Workbook questions 4 - Motor organisation Flashcards
What is the strict definition of a reflex?
It is an automatic, unlearned, repeatable response to a specific stimulus that does not require the brain to be intact
Reflex pathways are constituted from 5 generic anatomical components. Please list these
1)Receptor, 2) Afferent Neurone, 3) Integration Centre (Synapse), 4) Efferent Neurone, 5) Effector Organ
In the case of the muscle stretch reflex, please draw a fully labelled diagram of this circuit, making sure you identify the anatomical constituents of the reflex mentioned immediately above
Please note that there are only two neurones connected via a single synapse.
What do you understand by the term, “reflex movement”?
Unlearned, automatic displacement of a limb in response to a specific stimulus applied to some part of the body
When examining movements in a patient, why is it important to distinguish between voluntary movements and reflex movements?
In the process of examining a patient, a doctor can ask a patient to make certain movements voluntarily or by testing limb tendon reflexes. The central nervous system uses different and separate neural circuits to produce these two classes of movements. As such, a neurological examination of the motor system will seek to distinguish the integrity each of these neural circuits, independently. Thus, when a patient makes a movement, a doctor will need to be clear in his/her mind as to what class of movement that was. Patients who are brain dead but whose circulation and breathing are assisted artificially may still be reflexive if their spinal cords are intact and perfused normally with blood. Thus, reflex movements do not tell us much about the integrity of the brain movement bathways. In contrast, voluntary movements can only be evoked in patients with a functioning brain ( though the quality of this may be debatable).
Give an example of a common class of limb motor reflexes routinely examined as part of a medical examination
Deep Tendon Reflexes
What is the relationship (or distinction) between a monosynaptic stretch reflex and a muscle stretch reflex (also known as the MSR)?
The monosynaptic stretch reflex is the simplest reflex circuit, having just one synapse between the afferent and efferent neurone. The monosynaptic stretch reflex can be made into a disynaptic stretch reflex by adding an interneurone between the afferent and efferent neurones. A di-synaptic stretch reflex can be made into a tri-synaptic stretch reflex by adding yet another interneurone and so on. That the term muscle stretch reflex (MSR) is an umbrella term that covers the various versions of the reflex circuits built upon the monosynaptic stretch reflex. In a healthy individual, only the monosynaptic stretch reflex can easily be elicited by tapping tendons. Multi-synaptic reflexes tend to be seen in diseased central nervous systems
The term “muscle stretch reflex” is an umbrella term for a series of motor reflexes that can be evoked following stretch of a muscle. Identify the various sub-types of stretch reflexes.
The monosynaptic stretch reflex
The disynaptic stretch reflex
The oligosynaptic or multisynaptic stretch reflex
When testing for tendon jerk reflexes in a healthy individual exhibiting normal responses, which of the sub-types above (Q 4-6) of the muscle stretch reflex is most likely elicited?

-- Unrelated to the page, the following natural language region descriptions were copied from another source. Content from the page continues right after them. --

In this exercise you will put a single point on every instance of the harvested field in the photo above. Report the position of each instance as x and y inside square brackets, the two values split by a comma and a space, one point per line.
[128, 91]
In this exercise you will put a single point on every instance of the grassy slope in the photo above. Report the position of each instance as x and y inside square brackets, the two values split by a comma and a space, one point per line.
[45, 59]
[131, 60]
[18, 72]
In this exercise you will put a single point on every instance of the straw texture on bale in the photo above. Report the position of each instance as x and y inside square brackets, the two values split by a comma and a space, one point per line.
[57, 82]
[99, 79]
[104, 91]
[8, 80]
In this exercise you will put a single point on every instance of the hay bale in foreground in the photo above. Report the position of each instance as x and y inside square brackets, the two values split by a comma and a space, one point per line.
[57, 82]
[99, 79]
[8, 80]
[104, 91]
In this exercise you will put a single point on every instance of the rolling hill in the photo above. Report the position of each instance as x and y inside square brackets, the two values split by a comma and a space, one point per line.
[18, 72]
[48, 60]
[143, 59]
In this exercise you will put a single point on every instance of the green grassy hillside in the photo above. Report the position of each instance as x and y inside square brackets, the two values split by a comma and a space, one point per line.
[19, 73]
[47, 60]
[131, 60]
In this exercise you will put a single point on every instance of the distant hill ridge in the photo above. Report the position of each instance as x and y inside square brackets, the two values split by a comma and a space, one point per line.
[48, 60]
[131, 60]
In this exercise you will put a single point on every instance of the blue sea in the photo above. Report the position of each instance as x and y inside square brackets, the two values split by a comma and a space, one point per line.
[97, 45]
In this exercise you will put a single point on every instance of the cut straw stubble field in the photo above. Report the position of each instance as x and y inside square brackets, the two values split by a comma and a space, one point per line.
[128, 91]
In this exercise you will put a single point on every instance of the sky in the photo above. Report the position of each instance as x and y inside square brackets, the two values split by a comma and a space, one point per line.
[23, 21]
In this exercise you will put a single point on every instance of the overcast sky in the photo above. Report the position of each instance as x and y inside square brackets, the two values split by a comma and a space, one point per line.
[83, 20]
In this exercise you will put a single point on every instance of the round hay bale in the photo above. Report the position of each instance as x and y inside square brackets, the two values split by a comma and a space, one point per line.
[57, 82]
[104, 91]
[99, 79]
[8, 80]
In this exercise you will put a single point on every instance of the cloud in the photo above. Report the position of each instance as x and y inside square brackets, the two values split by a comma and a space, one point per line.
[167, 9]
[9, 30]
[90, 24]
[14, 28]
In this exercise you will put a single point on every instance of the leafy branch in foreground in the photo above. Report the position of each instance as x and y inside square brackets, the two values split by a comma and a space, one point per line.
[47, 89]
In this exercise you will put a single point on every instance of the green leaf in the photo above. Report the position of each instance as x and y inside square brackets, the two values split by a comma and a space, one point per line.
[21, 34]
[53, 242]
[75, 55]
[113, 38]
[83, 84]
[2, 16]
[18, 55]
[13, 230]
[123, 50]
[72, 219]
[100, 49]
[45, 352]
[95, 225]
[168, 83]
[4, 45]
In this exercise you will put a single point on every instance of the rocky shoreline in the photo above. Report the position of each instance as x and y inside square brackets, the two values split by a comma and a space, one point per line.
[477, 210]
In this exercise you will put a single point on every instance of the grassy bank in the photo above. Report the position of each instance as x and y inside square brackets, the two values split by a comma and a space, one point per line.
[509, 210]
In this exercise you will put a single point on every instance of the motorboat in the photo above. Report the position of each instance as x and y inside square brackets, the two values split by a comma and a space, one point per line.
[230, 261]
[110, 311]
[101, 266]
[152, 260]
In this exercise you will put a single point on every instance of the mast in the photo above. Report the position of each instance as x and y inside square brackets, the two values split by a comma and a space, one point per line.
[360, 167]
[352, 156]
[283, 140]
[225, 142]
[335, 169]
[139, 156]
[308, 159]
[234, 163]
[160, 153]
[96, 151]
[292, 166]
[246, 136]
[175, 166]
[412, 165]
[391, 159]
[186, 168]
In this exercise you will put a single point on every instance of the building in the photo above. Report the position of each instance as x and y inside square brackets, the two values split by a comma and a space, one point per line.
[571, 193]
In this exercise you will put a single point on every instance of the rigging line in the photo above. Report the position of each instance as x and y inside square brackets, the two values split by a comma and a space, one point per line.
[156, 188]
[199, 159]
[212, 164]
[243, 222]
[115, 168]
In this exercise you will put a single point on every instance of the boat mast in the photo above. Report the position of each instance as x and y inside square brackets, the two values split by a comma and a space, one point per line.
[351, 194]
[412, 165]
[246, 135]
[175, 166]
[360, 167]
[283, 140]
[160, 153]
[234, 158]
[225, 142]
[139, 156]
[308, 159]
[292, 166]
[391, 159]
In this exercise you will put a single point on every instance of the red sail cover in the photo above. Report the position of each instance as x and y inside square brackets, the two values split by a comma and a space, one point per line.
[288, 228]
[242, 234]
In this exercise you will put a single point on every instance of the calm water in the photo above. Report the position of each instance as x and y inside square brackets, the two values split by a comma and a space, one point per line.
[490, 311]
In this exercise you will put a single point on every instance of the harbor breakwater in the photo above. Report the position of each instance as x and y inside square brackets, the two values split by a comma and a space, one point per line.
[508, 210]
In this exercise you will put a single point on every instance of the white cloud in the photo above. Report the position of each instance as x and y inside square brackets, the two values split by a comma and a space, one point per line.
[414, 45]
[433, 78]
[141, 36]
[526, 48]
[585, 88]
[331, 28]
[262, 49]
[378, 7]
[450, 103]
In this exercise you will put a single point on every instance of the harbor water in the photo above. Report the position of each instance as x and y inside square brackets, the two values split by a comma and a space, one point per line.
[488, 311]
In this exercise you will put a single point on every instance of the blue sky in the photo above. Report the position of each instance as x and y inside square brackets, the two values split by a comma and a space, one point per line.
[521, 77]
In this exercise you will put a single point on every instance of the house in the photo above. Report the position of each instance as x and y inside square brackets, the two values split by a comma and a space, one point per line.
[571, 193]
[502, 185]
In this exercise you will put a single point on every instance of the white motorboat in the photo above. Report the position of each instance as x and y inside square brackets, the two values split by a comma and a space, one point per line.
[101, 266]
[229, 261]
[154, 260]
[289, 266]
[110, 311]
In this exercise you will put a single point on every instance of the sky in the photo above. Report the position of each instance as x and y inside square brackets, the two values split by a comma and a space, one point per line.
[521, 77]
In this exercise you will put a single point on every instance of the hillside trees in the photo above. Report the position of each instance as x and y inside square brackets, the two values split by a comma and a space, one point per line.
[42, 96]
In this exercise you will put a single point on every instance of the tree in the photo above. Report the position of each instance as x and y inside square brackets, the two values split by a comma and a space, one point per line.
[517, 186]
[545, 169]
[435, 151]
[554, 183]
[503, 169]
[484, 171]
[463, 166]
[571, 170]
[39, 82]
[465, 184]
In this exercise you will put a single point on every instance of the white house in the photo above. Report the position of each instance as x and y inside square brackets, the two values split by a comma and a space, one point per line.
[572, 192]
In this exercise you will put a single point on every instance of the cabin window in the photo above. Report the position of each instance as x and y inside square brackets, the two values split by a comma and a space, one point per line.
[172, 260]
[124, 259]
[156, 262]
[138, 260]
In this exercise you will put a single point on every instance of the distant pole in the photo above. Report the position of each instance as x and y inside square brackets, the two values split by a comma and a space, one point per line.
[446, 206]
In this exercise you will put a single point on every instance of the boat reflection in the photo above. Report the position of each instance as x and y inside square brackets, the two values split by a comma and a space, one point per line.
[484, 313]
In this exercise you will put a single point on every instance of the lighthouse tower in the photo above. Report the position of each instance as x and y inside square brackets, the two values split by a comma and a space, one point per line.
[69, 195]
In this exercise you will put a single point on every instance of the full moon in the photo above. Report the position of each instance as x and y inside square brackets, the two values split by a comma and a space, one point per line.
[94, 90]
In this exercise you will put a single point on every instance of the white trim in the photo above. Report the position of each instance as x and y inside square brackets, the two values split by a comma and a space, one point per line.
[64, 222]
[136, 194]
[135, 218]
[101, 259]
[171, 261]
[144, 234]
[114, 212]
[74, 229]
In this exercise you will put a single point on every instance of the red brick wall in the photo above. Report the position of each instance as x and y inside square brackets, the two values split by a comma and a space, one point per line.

The Monosynpatic stretch reflex is the most likely to be elicited because this mode of excitation of the reflex recruits only a subset of muscle spindle afferents. The di- and multi-synaptic limbs of the stretch reflex are unlikely to be elicited because their spindle afferents would not have been recruited by deep tendon reflex testing whilst at the same time, the spinal cord motor nucleus will be under tonic descending inhibition. (This inhibition will be more pronounced on the di- and multi-synaptic pathways as they are doubly or multiply inhibited whilst the monosynaptic pathways is relatively mildly affected at its single central synapse).
Apart from the muscle stretch reflex sub-type just identified in Q4-6 above, what is the explanation then for the failure to evoke the other sub-types of muscle stretch reflexes when testing for limb reflexes in a relaxed healthy individual exhibiting normal responses?
Descending inhibition of the spinal cord by upper motoneurones will tend to disable the multi-synaptic pathways more effectively as there are many synapses upon which inhibition can be exerted. Although the monosynpatic stretch reflex pathways are also susceptible to descending inhibition by upper motoneurones, this tends to be mild as it is exerted only once on that pathway.
Additionally, the severity of the descending inhibition is variable with time and when it is at its lightest, the monosynaptic reflex pathway may be less depressed, hence easily evoked by tapping tendons.
It is to be expected that when testing muscle stretch reflexes in some relaxed healthy individuals, they may be found to be areflexic. What is the explanation for this otherwise normal feature in such individuals?
Although descending inhibition is tonic/constant, its severity is variable, meaning that the nervous system can be heavily inhibited at some points in time whilst less so in others. When testing to evoke limb reflexes in patients, this can sometimes be difficult owing to the constant and heavy descending inhibition.
In other cases, a patient who has a depressed central nervous system as is the case during sleep, when taking certain formulations of medication or when intoxicated with alcohol may be found to be a reflexic.